DESC is finding that the HATS version of DP1 contains duplicate forcedSourceOnDiaObjectIDs
. These duplicates have subsequently also been found in the Bulter SQL and the Butler Parquet files i.e. they do not appear to be an artifact in the process of creation of the HATS files.
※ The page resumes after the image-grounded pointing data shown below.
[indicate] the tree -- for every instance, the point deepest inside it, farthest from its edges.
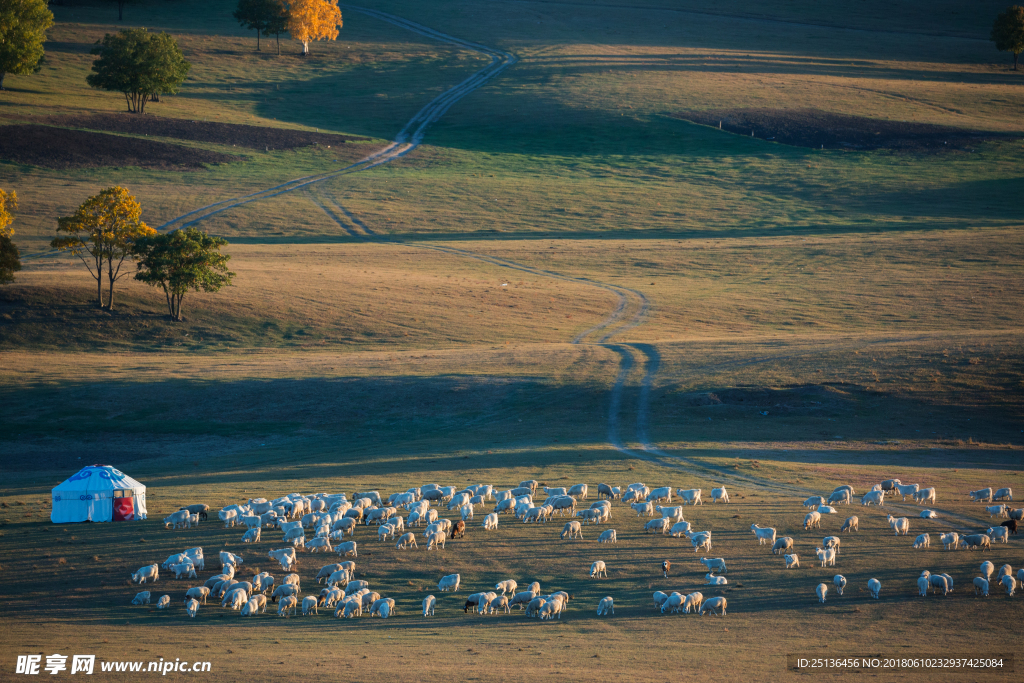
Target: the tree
(256, 14)
(104, 227)
(7, 204)
(23, 31)
(313, 19)
(1008, 32)
(181, 261)
(9, 256)
(139, 63)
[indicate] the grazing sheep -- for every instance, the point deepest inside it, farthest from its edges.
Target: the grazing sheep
(571, 529)
(900, 524)
(764, 534)
(812, 520)
(450, 584)
(714, 564)
(976, 541)
(406, 541)
(873, 498)
(150, 572)
(714, 604)
(781, 545)
(199, 593)
(826, 555)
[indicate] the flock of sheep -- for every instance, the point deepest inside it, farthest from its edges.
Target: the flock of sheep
(332, 516)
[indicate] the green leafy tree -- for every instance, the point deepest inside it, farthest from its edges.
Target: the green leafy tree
(139, 63)
(257, 14)
(1008, 32)
(101, 233)
(23, 31)
(182, 261)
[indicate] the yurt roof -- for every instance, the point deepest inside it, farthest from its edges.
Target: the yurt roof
(98, 477)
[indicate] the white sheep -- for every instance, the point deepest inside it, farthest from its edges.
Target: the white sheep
(148, 572)
(450, 583)
(713, 604)
(812, 520)
(763, 534)
(826, 555)
(571, 529)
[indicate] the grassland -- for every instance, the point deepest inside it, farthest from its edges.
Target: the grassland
(791, 319)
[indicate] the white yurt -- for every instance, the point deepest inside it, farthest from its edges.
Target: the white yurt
(98, 494)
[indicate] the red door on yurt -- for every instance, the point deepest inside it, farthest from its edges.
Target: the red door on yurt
(124, 506)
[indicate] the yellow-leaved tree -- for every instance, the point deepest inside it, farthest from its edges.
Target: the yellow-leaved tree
(104, 227)
(313, 19)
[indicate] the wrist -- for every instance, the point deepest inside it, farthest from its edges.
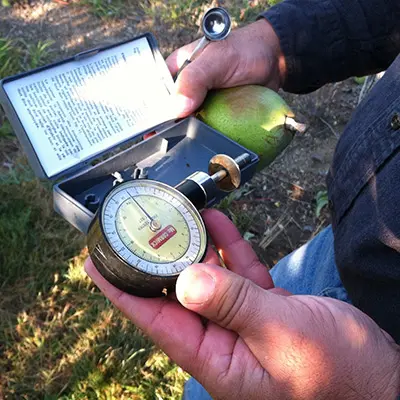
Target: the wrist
(275, 55)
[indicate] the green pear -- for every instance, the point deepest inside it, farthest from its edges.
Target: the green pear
(254, 116)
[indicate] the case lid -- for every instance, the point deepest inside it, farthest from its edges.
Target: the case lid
(68, 113)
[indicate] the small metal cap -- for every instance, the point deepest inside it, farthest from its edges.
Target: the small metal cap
(216, 24)
(230, 179)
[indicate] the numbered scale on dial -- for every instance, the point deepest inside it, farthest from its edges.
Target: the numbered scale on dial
(146, 232)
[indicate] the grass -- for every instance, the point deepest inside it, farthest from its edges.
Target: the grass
(59, 337)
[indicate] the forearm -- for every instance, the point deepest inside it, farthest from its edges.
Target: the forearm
(330, 40)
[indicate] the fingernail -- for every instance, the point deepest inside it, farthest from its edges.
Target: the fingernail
(198, 287)
(183, 104)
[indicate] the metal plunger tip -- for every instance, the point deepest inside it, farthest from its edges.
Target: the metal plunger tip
(242, 160)
(218, 176)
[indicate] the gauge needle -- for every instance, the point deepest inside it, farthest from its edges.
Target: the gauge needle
(154, 225)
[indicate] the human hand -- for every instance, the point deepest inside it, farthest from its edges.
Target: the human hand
(260, 342)
(249, 55)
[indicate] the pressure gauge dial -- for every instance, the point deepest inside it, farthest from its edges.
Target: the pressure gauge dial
(145, 234)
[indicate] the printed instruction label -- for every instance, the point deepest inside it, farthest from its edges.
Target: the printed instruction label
(79, 109)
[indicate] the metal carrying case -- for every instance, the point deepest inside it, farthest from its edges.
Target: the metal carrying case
(81, 121)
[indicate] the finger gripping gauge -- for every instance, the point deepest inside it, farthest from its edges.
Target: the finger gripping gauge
(145, 232)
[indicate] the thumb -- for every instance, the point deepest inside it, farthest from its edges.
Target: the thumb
(230, 300)
(204, 73)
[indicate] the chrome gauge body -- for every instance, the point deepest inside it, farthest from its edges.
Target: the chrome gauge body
(144, 235)
(145, 232)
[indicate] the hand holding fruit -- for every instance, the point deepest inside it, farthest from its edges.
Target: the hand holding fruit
(249, 55)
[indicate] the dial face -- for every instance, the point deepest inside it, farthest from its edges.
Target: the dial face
(153, 227)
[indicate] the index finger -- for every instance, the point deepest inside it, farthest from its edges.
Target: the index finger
(237, 253)
(176, 59)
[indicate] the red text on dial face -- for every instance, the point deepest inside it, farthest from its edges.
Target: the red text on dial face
(162, 237)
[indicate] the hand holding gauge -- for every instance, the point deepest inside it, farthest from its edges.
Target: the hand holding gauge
(146, 232)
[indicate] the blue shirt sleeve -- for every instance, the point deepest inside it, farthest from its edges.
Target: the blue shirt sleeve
(330, 40)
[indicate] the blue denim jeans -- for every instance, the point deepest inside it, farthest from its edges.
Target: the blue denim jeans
(311, 270)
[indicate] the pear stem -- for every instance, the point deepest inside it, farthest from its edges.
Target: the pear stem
(295, 126)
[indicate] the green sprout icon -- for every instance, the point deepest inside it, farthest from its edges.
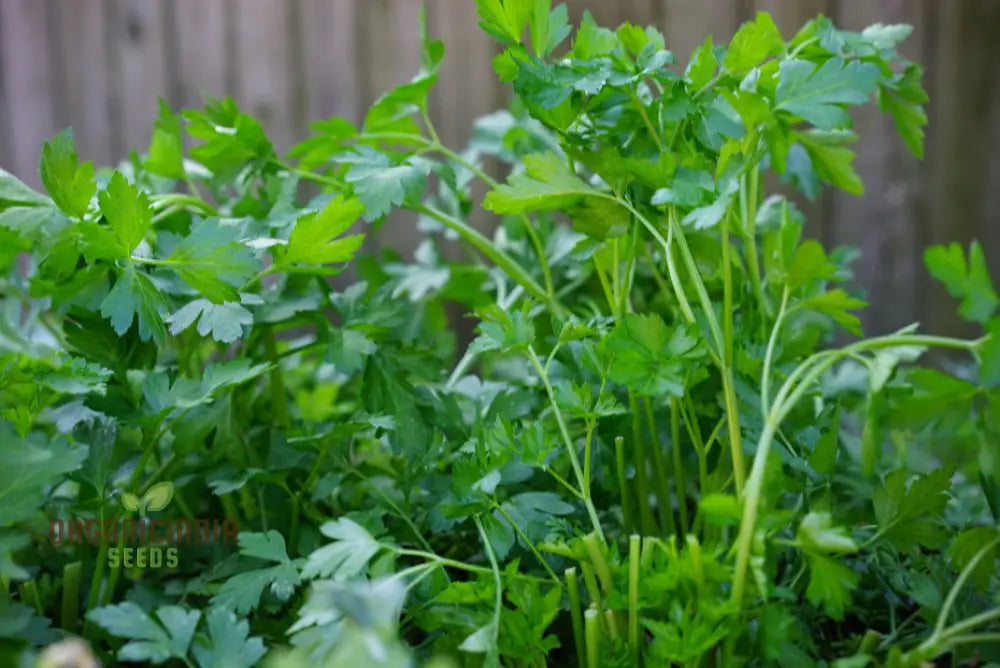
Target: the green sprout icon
(156, 498)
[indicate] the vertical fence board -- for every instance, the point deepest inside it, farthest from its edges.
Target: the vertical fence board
(881, 222)
(687, 23)
(83, 79)
(331, 69)
(138, 71)
(790, 16)
(99, 65)
(388, 55)
(200, 52)
(963, 200)
(265, 77)
(28, 85)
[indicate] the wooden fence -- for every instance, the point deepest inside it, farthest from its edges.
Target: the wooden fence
(99, 65)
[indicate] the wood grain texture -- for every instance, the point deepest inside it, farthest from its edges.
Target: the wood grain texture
(137, 71)
(200, 52)
(28, 85)
(79, 53)
(265, 84)
(99, 66)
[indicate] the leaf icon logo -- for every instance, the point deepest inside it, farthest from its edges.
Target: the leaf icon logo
(156, 498)
(130, 501)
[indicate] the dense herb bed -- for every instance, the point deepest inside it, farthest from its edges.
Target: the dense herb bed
(650, 454)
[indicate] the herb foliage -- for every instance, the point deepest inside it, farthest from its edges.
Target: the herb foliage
(653, 453)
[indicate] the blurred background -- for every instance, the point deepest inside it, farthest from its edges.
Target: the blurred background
(99, 65)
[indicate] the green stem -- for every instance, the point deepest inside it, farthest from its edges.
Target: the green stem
(794, 387)
(723, 344)
(659, 470)
(623, 490)
(457, 565)
(641, 108)
(765, 383)
(95, 584)
(29, 594)
(529, 229)
(601, 568)
(279, 398)
(495, 568)
(593, 634)
(956, 588)
(528, 542)
(497, 256)
(646, 521)
(567, 441)
(633, 598)
(749, 210)
(576, 613)
(71, 596)
(679, 480)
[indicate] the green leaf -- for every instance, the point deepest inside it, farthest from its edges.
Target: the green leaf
(148, 640)
(223, 322)
(29, 469)
(838, 305)
(965, 548)
(707, 217)
(132, 295)
(11, 542)
(38, 224)
(817, 534)
(912, 517)
(546, 184)
(504, 330)
(830, 160)
(813, 93)
(989, 370)
(380, 183)
(242, 592)
(127, 210)
(504, 19)
(70, 184)
(237, 371)
(703, 65)
(830, 585)
(158, 496)
(317, 238)
(809, 263)
(649, 357)
(824, 458)
(348, 349)
(971, 283)
(227, 642)
(166, 148)
(886, 36)
(752, 44)
(344, 558)
(548, 27)
(130, 502)
(232, 139)
(903, 97)
(212, 261)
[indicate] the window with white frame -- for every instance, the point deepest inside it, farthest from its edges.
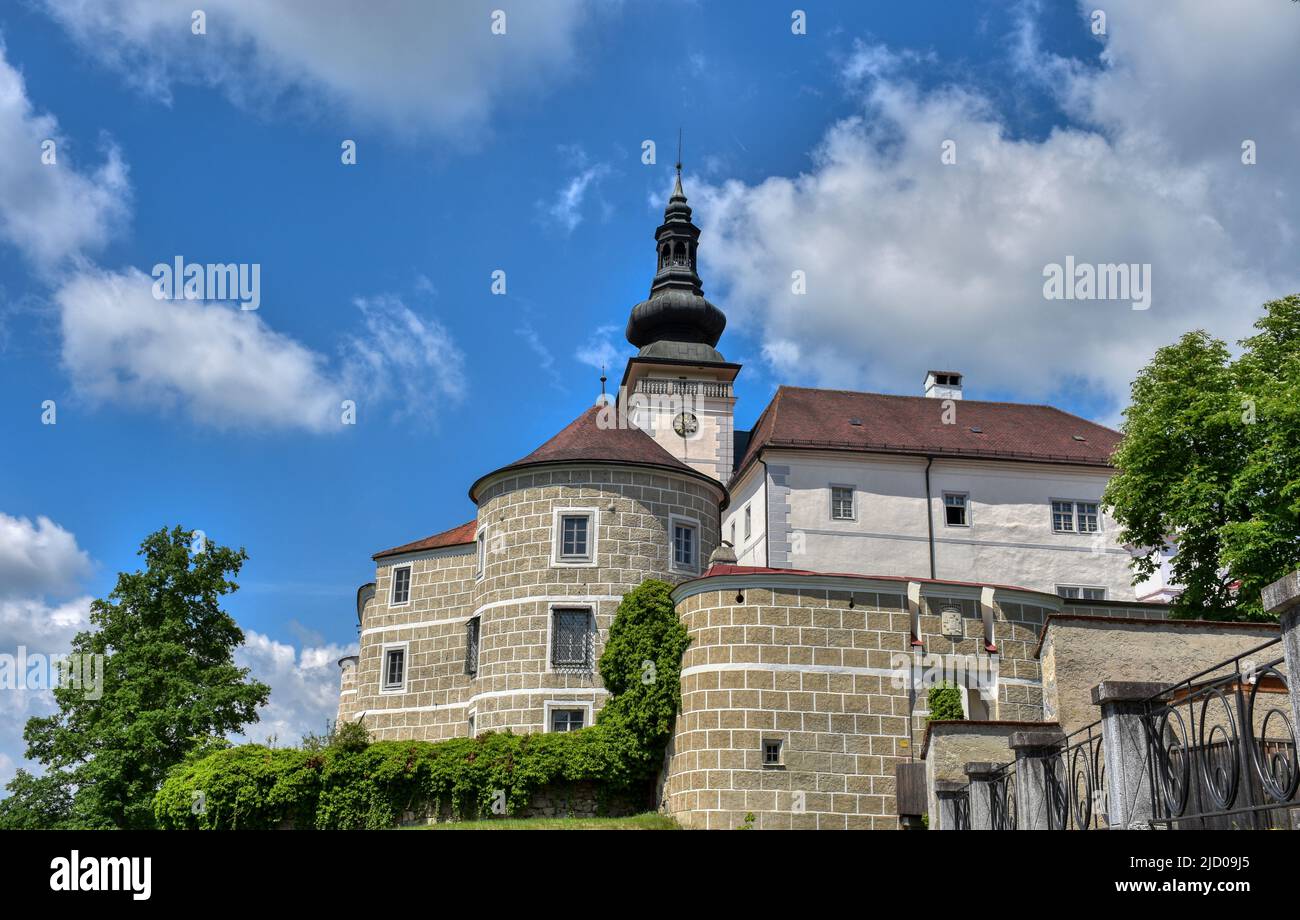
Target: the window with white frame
(1075, 517)
(575, 537)
(567, 720)
(401, 586)
(685, 545)
(394, 668)
(472, 646)
(1082, 593)
(957, 510)
(841, 503)
(572, 638)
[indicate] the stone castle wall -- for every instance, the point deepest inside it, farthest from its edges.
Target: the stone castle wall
(514, 598)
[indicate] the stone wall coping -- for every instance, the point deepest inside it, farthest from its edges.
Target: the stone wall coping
(1283, 594)
(1044, 737)
(1139, 621)
(1127, 691)
(949, 727)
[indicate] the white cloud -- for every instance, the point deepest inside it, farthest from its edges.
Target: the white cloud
(303, 686)
(50, 211)
(914, 264)
(226, 368)
(411, 66)
(38, 558)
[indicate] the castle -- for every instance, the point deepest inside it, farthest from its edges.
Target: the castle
(819, 559)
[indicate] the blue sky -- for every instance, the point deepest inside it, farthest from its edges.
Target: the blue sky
(523, 152)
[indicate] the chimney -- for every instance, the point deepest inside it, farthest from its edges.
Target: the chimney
(943, 385)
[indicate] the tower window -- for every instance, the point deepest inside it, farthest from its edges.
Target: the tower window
(401, 586)
(571, 639)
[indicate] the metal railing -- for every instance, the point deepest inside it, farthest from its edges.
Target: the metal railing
(1222, 747)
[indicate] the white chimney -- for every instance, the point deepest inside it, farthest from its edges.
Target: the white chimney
(943, 385)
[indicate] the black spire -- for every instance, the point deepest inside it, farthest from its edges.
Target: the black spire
(676, 321)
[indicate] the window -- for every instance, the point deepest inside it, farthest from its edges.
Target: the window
(472, 646)
(841, 503)
(575, 537)
(571, 639)
(1070, 517)
(771, 753)
(956, 513)
(1080, 593)
(685, 545)
(401, 586)
(394, 668)
(567, 720)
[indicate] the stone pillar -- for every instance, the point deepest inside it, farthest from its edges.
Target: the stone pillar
(948, 792)
(1035, 754)
(1282, 598)
(982, 785)
(1129, 803)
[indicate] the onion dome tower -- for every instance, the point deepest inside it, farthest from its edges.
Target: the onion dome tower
(677, 387)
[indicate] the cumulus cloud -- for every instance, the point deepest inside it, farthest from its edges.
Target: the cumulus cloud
(407, 65)
(48, 209)
(228, 368)
(38, 558)
(303, 686)
(913, 264)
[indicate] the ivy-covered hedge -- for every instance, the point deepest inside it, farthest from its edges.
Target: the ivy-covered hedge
(358, 785)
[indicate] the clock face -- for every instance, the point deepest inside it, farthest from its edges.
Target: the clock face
(685, 424)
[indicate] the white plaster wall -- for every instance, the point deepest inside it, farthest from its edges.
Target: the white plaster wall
(1010, 539)
(749, 491)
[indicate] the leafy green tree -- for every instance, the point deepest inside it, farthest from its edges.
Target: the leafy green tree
(170, 684)
(1210, 459)
(944, 702)
(37, 803)
(641, 665)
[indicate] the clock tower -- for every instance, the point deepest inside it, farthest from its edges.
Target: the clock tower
(677, 387)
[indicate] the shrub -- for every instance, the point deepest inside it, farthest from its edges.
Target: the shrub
(355, 784)
(944, 702)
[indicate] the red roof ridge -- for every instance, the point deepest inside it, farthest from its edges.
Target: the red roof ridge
(458, 536)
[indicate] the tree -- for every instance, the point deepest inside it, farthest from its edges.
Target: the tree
(1210, 459)
(170, 684)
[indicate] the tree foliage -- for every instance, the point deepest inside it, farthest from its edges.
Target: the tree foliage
(170, 685)
(1210, 459)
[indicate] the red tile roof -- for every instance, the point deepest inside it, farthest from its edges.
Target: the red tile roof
(455, 537)
(590, 438)
(800, 417)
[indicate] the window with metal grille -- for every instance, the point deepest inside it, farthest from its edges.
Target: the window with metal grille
(841, 503)
(571, 639)
(401, 585)
(684, 546)
(394, 668)
(472, 646)
(567, 720)
(575, 545)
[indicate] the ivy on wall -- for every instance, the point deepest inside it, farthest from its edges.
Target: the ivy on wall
(354, 784)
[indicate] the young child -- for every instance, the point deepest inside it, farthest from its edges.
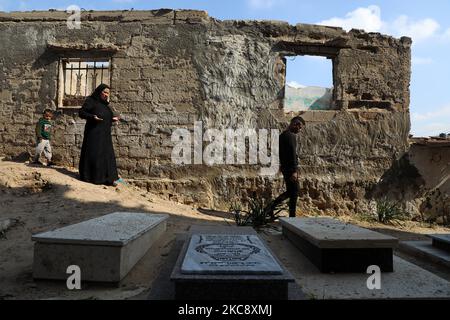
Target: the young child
(43, 136)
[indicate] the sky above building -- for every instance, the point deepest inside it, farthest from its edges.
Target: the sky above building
(426, 22)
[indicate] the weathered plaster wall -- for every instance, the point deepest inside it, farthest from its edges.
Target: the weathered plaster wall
(171, 68)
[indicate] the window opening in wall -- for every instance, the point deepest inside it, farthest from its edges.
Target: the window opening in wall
(309, 83)
(79, 77)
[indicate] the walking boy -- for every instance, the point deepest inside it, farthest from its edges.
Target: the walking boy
(43, 136)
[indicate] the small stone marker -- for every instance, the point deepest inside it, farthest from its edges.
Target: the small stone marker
(105, 248)
(228, 254)
(335, 246)
(228, 263)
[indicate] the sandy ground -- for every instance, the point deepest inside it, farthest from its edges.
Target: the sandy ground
(37, 199)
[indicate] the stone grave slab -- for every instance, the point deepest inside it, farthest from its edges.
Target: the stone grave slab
(426, 250)
(228, 263)
(105, 248)
(335, 246)
(228, 254)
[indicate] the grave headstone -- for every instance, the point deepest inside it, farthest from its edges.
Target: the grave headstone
(228, 263)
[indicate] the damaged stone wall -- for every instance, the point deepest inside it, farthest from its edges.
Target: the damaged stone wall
(172, 68)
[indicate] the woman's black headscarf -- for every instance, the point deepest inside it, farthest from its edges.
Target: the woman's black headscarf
(98, 91)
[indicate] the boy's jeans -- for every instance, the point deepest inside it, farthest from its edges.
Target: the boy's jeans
(43, 146)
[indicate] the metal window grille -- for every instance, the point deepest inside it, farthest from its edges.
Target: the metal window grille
(81, 77)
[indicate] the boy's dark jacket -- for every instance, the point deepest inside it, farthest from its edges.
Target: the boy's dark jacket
(43, 128)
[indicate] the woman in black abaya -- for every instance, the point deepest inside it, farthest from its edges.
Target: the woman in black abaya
(97, 160)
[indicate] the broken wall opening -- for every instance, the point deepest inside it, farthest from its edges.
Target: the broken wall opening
(309, 83)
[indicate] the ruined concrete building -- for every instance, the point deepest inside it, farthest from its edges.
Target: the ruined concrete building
(170, 68)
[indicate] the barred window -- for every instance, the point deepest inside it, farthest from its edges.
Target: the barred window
(78, 78)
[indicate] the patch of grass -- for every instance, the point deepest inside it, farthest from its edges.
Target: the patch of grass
(259, 212)
(388, 210)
e.g. forcedSourceOnDiaObjectId = 600386155389124609
has four entries in dia_object_forced_source
diaObjectId parentObjectId coord_ra coord_dec ... invalidPsfFlag tract patch forcedSourceOnDiaObjectId
208 648368125565206530 0 38.060371 7.411335 ... False 10463 90 600386155389124609
4529 648375547268694017 0 38.172620 7.433099 ... False 10464 98 600386155389124609
3527 650018080201637889 0 38.189089 7.510324 ... False 10704 0 600386155389124609
1517 650025570624602120 0 38.265854 7.446826 ... False 10705 9 600386155389124609
and are duplicated in four separate Parquet files:
file:///sdf/group/rubin/repo/dp1/LSSTComCam/runs/DRP/DP1/v29_0_0/DM-50260/20250419T073356Z/dia_object_forced_source/10705/9/dia_object_forced_source_10705_9_lsst_cells_v1_LSSTComCam_runs_DRP_DP1_v29_0_0_DM-50260_20250419T073356Z.parq
file:///sdf/group/rubin/repo/dp1/LSSTComCam/runs/DRP/DP1/v29_0_0/DM-50260/20250419T073356Z/dia_object_forced_source/10464/98/dia_object_forced_source_10464_98_lsst_cells_v1_LSSTComCam_runs_DRP_DP1_v29_0_0_DM-50260_20250419T073356Z.parq
file:///sdf/group/rubin/repo/dp1/LSSTComCam/runs/DRP/DP1/v29_0_0/DM-50260/20250419T073356Z/dia_object_forced_source/10463/90/dia_object_forced_source_10463_90_lsst_cells_v1_LSSTComCam_runs_DRP_DP1_v29_0_0_DM-50260_20250419T073356Z.parq
file:///sdf/group/rubin/repo/dp1/LSSTComCam/runs/DRP/DP1/v29_0_0/DM-50260/20250419T073356Z/dia_object_forced_source/10704/0/dia_object_forced_source_10704_0_lsst_cells_v1_LSSTComCam_runs_DRP_DP1_v29_0_0_DM-50260_20250419T073356Z.parq
For now we can match on the tuple of DIAObjectID, DIASourceID, but this behavior seems unexpected, and will be a significant issue with a larger area survey than DP1.
And to stress, these duplicates have been found in three places, butler parquet files, butler SQL tables, and HATS files.
Non-unique IDs will make database searches much more complicated. How are users to query for a specific forced source?